Namun di saat bersamaan, seperti yang sudah-sudah, netijen kembali tenggelam dalam perdebatan yang muncul secara musiman. Perihal boleh dan tidak bolehnya mengucapkan “Selamat Natal”. Bahkan hampir semua momen yang dibakukan dalam kalender, nyaris jadi alarm kegaduhan sepanjang tahun. Keributan secara etafet yang saling menyambut dari momen ke momen.

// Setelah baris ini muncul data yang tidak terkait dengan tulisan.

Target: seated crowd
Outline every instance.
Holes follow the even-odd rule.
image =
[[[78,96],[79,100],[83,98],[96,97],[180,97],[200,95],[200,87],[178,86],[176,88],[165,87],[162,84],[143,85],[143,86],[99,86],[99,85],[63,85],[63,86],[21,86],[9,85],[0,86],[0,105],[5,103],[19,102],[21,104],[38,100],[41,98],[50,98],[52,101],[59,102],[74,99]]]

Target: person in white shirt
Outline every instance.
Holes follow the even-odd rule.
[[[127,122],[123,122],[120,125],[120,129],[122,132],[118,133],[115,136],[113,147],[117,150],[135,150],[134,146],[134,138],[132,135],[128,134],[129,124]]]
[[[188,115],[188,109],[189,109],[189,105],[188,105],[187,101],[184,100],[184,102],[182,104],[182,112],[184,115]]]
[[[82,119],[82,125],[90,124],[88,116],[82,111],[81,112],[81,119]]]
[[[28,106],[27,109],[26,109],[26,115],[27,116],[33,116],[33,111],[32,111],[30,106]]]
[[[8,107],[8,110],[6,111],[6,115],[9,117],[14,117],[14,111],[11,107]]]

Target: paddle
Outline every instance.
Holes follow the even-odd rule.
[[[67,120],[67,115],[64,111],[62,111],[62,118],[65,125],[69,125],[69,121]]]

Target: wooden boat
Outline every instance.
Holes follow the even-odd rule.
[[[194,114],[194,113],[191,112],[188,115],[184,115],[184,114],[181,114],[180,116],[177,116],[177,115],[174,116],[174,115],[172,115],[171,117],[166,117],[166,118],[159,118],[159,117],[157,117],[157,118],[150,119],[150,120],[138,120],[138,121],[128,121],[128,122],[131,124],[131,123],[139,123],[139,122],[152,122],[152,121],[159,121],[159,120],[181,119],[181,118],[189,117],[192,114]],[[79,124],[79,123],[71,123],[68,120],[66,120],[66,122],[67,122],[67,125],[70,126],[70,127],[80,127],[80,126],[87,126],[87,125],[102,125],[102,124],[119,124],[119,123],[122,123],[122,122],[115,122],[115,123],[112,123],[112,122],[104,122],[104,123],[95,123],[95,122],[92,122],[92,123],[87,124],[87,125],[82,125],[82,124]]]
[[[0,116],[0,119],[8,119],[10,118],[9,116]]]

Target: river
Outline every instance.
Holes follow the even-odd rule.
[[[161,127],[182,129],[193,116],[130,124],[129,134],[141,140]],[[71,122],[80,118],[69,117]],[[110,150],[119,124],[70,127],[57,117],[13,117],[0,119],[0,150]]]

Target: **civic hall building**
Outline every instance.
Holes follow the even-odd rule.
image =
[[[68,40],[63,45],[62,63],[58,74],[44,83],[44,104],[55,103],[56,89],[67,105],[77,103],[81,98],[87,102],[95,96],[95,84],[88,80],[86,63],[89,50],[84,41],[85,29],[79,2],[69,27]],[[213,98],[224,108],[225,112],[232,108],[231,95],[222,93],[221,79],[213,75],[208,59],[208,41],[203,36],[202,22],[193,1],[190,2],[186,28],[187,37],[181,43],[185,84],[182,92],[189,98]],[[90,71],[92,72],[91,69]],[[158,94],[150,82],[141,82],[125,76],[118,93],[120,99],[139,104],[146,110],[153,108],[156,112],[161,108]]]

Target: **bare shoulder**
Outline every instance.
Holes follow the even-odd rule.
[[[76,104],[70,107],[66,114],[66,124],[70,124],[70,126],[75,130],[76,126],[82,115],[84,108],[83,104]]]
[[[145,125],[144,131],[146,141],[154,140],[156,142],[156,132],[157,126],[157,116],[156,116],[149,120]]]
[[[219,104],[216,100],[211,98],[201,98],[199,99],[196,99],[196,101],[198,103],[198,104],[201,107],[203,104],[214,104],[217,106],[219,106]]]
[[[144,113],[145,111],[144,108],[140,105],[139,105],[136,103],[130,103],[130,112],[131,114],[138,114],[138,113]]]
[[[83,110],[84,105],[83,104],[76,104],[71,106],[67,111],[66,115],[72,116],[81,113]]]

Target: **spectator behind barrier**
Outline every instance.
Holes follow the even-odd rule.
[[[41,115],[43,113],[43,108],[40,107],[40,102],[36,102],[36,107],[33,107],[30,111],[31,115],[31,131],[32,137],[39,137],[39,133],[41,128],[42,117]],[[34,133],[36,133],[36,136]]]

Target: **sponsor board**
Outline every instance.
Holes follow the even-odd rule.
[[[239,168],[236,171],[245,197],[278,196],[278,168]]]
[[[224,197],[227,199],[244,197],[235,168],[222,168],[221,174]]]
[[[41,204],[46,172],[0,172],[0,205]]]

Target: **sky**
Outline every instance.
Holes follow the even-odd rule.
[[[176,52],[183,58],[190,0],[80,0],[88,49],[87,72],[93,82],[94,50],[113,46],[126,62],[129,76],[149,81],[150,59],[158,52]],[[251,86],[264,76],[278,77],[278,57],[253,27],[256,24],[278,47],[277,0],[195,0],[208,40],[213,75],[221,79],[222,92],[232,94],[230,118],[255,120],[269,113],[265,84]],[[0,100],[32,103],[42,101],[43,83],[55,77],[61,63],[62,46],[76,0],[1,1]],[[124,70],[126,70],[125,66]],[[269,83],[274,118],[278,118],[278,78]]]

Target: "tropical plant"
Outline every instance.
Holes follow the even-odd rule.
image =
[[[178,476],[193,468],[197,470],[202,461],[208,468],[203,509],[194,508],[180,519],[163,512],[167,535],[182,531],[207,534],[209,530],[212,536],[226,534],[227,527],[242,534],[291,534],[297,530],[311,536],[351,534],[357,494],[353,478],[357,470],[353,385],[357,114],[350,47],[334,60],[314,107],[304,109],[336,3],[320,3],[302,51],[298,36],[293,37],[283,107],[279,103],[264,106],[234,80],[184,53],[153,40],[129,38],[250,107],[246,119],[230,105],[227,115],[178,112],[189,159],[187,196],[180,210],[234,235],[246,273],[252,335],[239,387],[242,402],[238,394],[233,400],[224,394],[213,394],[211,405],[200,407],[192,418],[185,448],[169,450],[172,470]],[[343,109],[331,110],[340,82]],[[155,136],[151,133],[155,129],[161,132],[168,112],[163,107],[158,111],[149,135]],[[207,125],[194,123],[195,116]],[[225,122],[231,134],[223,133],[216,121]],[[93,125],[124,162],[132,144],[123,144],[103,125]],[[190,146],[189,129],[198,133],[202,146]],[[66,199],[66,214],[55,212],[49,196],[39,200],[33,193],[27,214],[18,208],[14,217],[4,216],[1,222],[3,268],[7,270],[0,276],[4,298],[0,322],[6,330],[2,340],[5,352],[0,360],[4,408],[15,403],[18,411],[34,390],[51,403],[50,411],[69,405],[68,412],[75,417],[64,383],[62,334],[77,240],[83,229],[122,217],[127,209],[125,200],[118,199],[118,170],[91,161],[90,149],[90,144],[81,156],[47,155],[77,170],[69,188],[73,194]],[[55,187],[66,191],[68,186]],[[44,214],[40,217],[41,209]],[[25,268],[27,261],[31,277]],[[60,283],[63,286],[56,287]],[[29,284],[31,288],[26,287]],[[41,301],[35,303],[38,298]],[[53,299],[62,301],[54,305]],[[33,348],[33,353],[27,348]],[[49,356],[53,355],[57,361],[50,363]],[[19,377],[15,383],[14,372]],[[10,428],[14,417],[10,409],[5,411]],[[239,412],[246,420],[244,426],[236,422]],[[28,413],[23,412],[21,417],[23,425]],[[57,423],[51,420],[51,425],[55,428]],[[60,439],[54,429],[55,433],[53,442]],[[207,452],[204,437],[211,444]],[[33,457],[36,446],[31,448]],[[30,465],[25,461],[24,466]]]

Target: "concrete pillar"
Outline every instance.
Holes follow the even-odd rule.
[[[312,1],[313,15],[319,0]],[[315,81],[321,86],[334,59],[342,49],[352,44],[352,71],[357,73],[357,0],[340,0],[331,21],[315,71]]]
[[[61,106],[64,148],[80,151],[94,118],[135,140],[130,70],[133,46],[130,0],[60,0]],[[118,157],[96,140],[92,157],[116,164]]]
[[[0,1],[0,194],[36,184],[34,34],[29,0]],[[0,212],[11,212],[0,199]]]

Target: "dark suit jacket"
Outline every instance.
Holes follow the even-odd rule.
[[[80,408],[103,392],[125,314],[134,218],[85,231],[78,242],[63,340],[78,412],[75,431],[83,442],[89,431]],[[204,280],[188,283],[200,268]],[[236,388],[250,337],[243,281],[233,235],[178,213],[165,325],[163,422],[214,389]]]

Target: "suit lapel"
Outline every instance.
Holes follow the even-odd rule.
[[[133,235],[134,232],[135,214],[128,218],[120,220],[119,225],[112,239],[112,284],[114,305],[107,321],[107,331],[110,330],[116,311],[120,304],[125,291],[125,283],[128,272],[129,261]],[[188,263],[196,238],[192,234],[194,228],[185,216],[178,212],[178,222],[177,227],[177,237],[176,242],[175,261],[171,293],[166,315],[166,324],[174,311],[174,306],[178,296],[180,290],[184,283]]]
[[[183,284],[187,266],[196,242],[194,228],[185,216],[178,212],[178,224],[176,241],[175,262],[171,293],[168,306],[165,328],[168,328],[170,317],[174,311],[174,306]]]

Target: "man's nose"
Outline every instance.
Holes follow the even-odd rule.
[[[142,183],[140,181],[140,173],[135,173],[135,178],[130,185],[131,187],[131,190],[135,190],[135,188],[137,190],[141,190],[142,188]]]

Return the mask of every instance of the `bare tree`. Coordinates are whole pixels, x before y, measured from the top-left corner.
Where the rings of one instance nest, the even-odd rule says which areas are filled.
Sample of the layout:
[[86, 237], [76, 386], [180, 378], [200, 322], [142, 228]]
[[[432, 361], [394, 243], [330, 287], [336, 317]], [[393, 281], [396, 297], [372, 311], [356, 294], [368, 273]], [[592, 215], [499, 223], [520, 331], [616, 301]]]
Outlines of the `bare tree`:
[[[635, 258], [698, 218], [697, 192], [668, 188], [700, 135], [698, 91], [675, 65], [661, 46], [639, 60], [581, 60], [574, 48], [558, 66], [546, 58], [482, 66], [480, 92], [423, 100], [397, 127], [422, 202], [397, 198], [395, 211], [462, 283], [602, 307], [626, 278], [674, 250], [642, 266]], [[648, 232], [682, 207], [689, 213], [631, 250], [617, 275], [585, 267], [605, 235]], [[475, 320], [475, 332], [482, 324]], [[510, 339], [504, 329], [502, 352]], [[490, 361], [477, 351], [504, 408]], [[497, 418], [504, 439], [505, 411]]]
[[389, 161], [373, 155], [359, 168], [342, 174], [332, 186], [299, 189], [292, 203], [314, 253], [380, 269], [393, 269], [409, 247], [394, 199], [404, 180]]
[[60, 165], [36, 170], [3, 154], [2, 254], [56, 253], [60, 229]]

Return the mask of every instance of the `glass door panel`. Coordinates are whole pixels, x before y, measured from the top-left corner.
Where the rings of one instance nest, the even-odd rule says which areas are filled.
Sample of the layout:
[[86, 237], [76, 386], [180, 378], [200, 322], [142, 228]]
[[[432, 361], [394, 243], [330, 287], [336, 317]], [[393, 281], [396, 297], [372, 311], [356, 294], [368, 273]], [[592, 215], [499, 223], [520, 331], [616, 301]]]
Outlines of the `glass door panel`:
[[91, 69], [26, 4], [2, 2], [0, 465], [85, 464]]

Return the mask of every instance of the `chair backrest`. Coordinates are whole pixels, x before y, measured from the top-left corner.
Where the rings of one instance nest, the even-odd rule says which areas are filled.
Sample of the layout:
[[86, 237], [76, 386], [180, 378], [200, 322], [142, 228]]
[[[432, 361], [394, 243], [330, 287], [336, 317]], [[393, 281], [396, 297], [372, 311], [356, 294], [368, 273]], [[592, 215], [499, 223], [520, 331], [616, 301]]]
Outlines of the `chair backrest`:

Baru kemarin ribut masalah Hari Ibu, lanjut Natal, disambung perayaan Tahun Baru, Hari Valentine, dan sederet hari-hari besar lainnya. Bising sekali. Terkait Natal, aku memilih untuk tidak larut di dalam perdebatannya.

Ada banyak ulama yang membolehkan. Ada juga yang mengharamkan. Perkara Furuiyah. Keduanya sama-sama dikeluarkan oleh ulama yang punya kapasitas dan keilmuan yang mumpuni. Silahkan pilih salah satunya sesuai kenyamanan masing-masing. Simpel saja.

Lain lagi seorang kawan, ia simpan baik-baik tiap referensi atas pilihan sikapnya untuk digunakan di tahun-tahun mendatang. “Biar tinggal copas aja kalo ada yang mempertanyakannya lagi,” selorohnya.

Silang pendapat tersebut makin ramai paska memasuki era internet. Kemajuan teknogi turut mempercepat lalu lintas informasi antar daerah. Menyuburkan budaya berkomentar dan menyanggah.

Sekalipun jauh di pelosok desa, asalkan ada internet, seseorang bisa mengakses beragam informasi. Akibatnya mereka yang tidak betul-betul menyelam dalam satu konteks kejadian, bisa turut tersengat aliran keributan dari satu peristiwa yang bisa jadi, tidak melibatkan mereka di dalamnya.

Beda halnya, mereka yang punya pengalaman empirik terhadap perbedaan, biasanya cenderung lentur dalam bersikap. Paham cara menerjemahkan sikap toleransi. Betul ucapan seorang kawan, kebijaksanaan seseorang dalam menyikapi perbedaan tidak lahir dari dari meja-meja diskusi. Atau petuah para kiai. Ia merupakan anak dari pengalaman.

Terkait ucapan selamat Natal misalnya. Seseorang yang dari kecil sampai besar, hidup dalam masyarakat homogen tanpa persingungan sosial yang kompleks, cenderung ‘kagetan’ menyaksikan perbedaan. Enteng saja baginya untuk membelah fatwa menjadi haram dan tidak haram. Karena tak banyak jahitan sosial yang bakal mengikat personalnya.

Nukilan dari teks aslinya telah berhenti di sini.